With the increased pervasiveness of the internet, society has seen exponential growth in digital data that has been made available on global public networks. With this rise of ‘Big Data,’ researchers have seen the need to identify, organize, collect, and extract this information back out of the system and into useful forms (Hammer, Garcia-Molina, Cho, Aranha, & Crespo, 1997). The fields of data mining and web-content extraction are critical to this process and have remained active areas of research, as the types and forms of data available on the Web have continued to grow and evolve. The continued growth of information on the Web - due in part to more recent trends of fully online, social, and context aware computing - have made more types of data available, which are of potential use in a highly interdisciplinary range of fields. Many disciplines are looking at ‘Big Data’ and ways to mine and analyze these data as the key to solving everything from technical problems to better understanding social interactions. For example, large sets of tweets mined from Twitter have been analyzed to detect natural disasters (Doan, Vo, & Collier, 2011; Hughes, Palen, Sutton, Liu, & Vieweg, 2008; Murthy & Longwell, in press), predict the stock market (Bollen & Mao, 2011), and track the time of our daily rituals (Golder & Macy, 2011). As our use of blogs, social networks, and social media continues to increase, so does our creation of more web-based hyperlinked data. The successful extraction of this web-based data is of considerable research and commercial value.
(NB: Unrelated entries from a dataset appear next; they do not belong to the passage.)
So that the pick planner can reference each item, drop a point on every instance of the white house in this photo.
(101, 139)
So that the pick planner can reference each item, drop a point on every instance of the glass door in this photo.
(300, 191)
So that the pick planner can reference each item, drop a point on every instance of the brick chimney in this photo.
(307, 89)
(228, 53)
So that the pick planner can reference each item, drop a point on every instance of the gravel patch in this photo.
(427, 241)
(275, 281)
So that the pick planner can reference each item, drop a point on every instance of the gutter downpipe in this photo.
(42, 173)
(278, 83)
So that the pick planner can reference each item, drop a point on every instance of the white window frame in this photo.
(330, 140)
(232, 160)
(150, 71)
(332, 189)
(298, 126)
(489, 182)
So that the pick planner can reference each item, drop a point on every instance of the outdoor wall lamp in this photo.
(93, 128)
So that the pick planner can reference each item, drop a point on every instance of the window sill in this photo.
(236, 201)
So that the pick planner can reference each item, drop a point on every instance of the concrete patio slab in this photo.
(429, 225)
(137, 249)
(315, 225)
Data mining often goes beyond simple information retrieval and has moved towards a meta-discovery of structures and entities hidden in seas of data. As our social interactions become increasingly mediated by Internet-based technologies, the potential to use web-based data for understanding social structures and interactions will continue to increase.
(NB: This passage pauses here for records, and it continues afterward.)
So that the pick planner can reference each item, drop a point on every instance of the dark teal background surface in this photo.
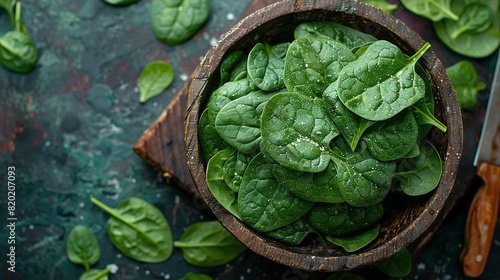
(68, 128)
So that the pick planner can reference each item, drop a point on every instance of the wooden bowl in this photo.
(402, 224)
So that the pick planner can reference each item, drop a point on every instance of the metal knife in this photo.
(483, 213)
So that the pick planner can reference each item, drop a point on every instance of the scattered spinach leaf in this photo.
(356, 241)
(139, 230)
(296, 131)
(398, 265)
(154, 79)
(349, 36)
(377, 94)
(465, 82)
(95, 274)
(263, 203)
(175, 21)
(194, 276)
(82, 247)
(433, 10)
(311, 64)
(218, 186)
(208, 244)
(421, 174)
(266, 64)
(474, 18)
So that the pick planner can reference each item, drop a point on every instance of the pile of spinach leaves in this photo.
(468, 27)
(311, 136)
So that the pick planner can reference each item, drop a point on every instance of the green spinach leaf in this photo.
(154, 79)
(95, 274)
(120, 2)
(17, 52)
(475, 18)
(266, 65)
(315, 187)
(361, 179)
(226, 93)
(233, 67)
(421, 174)
(313, 63)
(472, 45)
(291, 234)
(465, 82)
(238, 122)
(346, 35)
(82, 247)
(208, 244)
(194, 276)
(175, 21)
(393, 138)
(296, 131)
(139, 230)
(218, 186)
(351, 126)
(210, 140)
(381, 82)
(339, 219)
(263, 203)
(398, 265)
(356, 241)
(433, 10)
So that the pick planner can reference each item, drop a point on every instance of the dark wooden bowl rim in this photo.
(416, 215)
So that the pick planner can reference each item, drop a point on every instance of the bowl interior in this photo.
(407, 217)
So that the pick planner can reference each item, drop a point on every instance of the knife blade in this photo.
(483, 212)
Online social networks are defined as ‘web-based services that allow individuals to (1) construct a public or semi-public profile within a bounded system, (2) articulate a list of other users with whom they share a connection, and (3) view and traverse their list of connections and those made by others within the system’ (Boyd & Ellison, 2008). Individuals interact within online social networks through portals such as Facebook, which create social experiences for the user by creating a personalized environment and interaction space by combining knowledge of one users’ online activity and relationships with information about other networked individuals. It is through data mining algorithms that Twitter, for example, determines recommendations for users to follow or topics that may be of potential interest. One way to study social networks is by examining relationships between users and the attributes of these relationships. However, data on a blog, Facebook, or Twitter is not directly translatable into network-based data that would be useful within research praxis, and this is where the ability to perform effective data mining becomes important. Social networks typically only provide individual portal access to one’s egocentric network. Put in the language of social network analysis (SNA), the visible network is constructed in relation to ego (the individual being studied) and relations of ego, known as ‘alters,’ are seen (e.g. Facebook friends). However, in a restricted profile environment, the alters’ relationships are not revealed. In order to understand network structure (which is key to a systems perspective), the researcher must use methods like data mining in order to gather information about all users and interactions by iterating over the data. A variety of different types of tools have been developed to collect this web-based information. These tools were created for a wide array of purposes. The majority of these tools have been commercially released. Some of these tools can be used to construct profiles of individuals based on data from multiple sources. Given issues of privacy, ethical uses of these tools should be strictly employed (Van Wel & Royakkers, 2004).